Investigation of cis-acting sequences in JA-responsive gene promoters further revealed a relationship between JAs and Fe deficiency responses (Fig. 2b). JA-induced genes at 12 days, but not at 1–6 h, showed significant overrepresentation of cis-acting elements mediating Fe deficiency responses, namely, core-binding sequences of IDEF1, IDEF2 and OsIRO2 (Kobayashi et al. 2007; Ogo et al. 2006, 2008; Kakei et al. 2013), suggesting the involvement of these elements and transcription factors during late JA responses. JA-induced gene promoters at both 1–6 h and 12 days also showed overrepresentation of G-box, presumably reflecting a central JA response mediated by MYC2/JIN1 (Fonseca et al. 2009).

Similar analysis of the JA-repressed genes also revealed overrepresentation of the JA-repressed genes at 12 days, but not at 1–6 h, with the HRZ-knockdown lines under Fe sufficiency, the IDEF1-induced lines at 7 days of Fe deficiency, and IDEF1-binding cis-acting sequences (Online Resource 4). These results suggest the involvement of OsHRZs and IDEF1 regulators in both the promotive and repressive pathways of JA responses.

Several genes involved in JA responses are rapidly induced at the onset of Fe deficiency

To gain further insight into the relationship between JA- and Fe deficiency responses, we investigated the transcriptional responses of the genes involved in JA biosynthesis and signaling in response to early and subsequent Fe deficiency, as well as HRZ-knockdown (Fig. 3a). Ten out of those 35 genes were induced very rapidly at 3 h after the onset of Fe deficiency. This induction was sustained for 24 h and then weakened or vanished at 36 h and 7 days (Fig. 3a). Moderately enhanced expression in HRZ-knockdown roots compared with non-transformants was also observed for 12 out of those 35 genes under either Fe-sufficient or Fe-deficient conditions (Fig. 3a). These results suggest that JA biosynthesis is enhanced during the very early stages of Fe deficiency in non-transformants and constitutively in HRZ-knockdown plants.

Fig. 3
figure 3

Transcriptional responses of the genes involved in JA and Fe deficiency responses in response to Fe deficiency treatment and HRZ-knockdown in roots. a Genes involved in JA biosynthesis and signaling. b Genes involved in Fe deficiency responses. Expression ratios are shown in the heat maps using a log2 scale based on the microarray results as below. Expression ratios at 3–36 h and 7 days (d) of Fe deficiency treatment versus control Fe sufficiency treatment in non-transformants [−Fe/+Fe (NT)] are based on previous microarray analyses by Itai et al. (2013) and Ogo et al. (2008), respectively. Expression ratios of HRZ-knockdown versus non-transformants (HRZi/NT) at day 7 of Fe sufficiency (+7) or day 1 or 7 of deficiency (−1, −7) are based on the previous microarray analysis by Kobayashi et al. (2013)

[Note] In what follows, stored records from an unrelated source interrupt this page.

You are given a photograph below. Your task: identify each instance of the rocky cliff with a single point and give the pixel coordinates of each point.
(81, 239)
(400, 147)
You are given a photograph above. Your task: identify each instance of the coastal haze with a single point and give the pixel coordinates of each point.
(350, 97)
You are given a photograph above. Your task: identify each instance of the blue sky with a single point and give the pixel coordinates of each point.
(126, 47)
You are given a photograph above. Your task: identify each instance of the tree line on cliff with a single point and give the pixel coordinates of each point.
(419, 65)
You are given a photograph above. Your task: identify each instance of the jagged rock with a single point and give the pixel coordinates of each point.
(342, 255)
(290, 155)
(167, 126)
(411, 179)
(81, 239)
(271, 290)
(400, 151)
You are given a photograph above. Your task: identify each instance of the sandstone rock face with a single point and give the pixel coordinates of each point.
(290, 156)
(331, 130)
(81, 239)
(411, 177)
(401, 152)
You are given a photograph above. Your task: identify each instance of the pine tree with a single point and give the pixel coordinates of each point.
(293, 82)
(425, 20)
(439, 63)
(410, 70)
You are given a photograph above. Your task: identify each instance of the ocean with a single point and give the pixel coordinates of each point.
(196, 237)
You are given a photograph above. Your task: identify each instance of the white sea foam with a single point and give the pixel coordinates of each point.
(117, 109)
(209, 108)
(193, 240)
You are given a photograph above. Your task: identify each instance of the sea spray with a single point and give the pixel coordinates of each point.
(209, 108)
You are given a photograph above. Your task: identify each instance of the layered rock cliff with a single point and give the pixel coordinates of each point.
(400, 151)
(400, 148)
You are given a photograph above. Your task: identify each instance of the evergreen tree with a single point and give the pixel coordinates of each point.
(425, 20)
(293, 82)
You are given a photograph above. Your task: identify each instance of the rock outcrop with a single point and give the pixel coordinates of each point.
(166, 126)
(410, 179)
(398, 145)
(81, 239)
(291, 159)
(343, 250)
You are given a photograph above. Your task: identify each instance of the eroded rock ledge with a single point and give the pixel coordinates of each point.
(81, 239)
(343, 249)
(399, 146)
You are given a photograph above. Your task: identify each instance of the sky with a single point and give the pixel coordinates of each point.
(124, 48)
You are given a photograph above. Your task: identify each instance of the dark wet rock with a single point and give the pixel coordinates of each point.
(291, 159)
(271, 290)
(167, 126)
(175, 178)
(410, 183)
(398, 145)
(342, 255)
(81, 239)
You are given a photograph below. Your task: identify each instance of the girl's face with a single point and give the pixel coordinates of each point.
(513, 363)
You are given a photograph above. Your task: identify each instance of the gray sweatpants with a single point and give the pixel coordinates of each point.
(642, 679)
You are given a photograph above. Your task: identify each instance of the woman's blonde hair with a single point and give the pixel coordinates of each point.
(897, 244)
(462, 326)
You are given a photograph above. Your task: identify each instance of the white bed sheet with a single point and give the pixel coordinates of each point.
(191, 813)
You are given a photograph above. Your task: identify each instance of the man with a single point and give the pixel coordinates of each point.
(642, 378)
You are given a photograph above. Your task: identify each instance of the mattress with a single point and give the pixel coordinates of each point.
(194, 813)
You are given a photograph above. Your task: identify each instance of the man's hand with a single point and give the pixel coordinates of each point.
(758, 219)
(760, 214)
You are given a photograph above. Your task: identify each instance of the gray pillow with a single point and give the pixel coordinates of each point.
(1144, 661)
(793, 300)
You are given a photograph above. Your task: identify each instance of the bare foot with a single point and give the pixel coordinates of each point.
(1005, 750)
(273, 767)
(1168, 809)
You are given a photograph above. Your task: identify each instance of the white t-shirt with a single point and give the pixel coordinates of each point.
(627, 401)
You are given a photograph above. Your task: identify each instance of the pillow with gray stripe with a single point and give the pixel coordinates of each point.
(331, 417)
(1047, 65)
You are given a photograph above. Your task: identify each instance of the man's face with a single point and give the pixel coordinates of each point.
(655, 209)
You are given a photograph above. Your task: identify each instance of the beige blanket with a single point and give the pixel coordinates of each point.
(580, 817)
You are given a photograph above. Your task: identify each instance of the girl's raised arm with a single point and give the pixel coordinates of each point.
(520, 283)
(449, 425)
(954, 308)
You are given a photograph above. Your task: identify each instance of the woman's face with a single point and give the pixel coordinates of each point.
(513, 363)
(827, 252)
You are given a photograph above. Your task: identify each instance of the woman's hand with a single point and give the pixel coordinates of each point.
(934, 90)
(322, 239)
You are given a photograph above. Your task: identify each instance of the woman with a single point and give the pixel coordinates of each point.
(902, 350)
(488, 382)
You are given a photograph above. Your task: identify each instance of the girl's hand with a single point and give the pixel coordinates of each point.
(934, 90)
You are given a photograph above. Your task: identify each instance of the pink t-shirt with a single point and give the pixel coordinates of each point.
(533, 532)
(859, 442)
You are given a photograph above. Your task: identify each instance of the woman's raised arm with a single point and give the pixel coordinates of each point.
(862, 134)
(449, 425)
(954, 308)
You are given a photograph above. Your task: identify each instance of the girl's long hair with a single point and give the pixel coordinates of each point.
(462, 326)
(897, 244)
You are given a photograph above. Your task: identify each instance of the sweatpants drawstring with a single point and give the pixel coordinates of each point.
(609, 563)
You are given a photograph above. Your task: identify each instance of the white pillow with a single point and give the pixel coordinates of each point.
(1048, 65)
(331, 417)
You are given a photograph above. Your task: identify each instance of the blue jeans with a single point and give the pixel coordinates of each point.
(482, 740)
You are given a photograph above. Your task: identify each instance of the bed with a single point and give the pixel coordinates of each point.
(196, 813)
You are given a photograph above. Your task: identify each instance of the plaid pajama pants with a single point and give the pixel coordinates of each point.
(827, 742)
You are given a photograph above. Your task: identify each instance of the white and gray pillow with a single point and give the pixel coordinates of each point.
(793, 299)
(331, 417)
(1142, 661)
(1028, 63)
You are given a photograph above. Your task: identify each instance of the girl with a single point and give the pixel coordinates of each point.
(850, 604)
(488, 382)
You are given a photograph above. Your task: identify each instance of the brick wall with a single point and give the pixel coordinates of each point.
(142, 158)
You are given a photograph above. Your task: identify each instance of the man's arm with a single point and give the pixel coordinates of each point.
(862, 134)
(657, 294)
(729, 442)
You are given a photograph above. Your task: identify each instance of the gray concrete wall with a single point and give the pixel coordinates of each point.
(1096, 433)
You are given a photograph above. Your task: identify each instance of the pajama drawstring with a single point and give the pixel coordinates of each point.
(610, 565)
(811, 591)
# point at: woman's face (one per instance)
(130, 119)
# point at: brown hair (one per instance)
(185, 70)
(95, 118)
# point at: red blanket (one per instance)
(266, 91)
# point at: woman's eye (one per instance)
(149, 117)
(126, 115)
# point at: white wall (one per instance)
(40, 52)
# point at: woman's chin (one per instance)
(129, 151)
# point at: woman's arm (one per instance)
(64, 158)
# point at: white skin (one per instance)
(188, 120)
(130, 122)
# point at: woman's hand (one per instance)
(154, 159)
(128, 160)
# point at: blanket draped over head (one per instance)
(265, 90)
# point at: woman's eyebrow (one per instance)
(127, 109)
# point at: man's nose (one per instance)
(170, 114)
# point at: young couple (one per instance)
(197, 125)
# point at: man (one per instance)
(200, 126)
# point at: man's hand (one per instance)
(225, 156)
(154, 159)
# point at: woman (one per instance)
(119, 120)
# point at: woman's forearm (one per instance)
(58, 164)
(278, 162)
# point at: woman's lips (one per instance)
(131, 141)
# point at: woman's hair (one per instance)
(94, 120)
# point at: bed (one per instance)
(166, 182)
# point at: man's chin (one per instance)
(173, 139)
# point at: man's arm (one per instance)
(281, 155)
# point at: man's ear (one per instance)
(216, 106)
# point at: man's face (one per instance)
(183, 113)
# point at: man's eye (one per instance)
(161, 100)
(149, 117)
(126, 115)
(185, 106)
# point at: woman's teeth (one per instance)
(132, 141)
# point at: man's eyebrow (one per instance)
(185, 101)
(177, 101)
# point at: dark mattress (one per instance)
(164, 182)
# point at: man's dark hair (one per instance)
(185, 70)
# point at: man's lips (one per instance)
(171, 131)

Because of the notably rapid induction of some JA response-related genes under early Fe deficiency, we then compared the kinetics of transcriptional expression of these genes with that of genes known to be involved in Fe deficiency responses (Fig. 3a vs b). The majority of genes responsible for Fe uptake and translocation, such as those for DMA biosynthesis and transporters, were strongly induced at 24, 36 h and 7 days of Fe deficiency treatment (Fig. 3b), as reported previously (Itai et al. 2013; Kobayashi et al. 2014). However, these genes began to be induced at no earlier than 9 h (Fig. 3b; Itai et al. 2013), which is in contrast to the markedly earlier induction of JA-related genes at 3 h after the onset of Fe deficiency treatment (Fig. 3a). On the other hand, expression of IBP1.1, IBP1.2 and OsRMC began to be induced at 3 h (Fig. 3b). These three genes are putative regulators of rice Fe deficiency responses (Yang et al. 2013; Zhang et al. 2014), and their expression is induced by JA treatment (Jiang et al. 2007; Yoshii et al. 2010).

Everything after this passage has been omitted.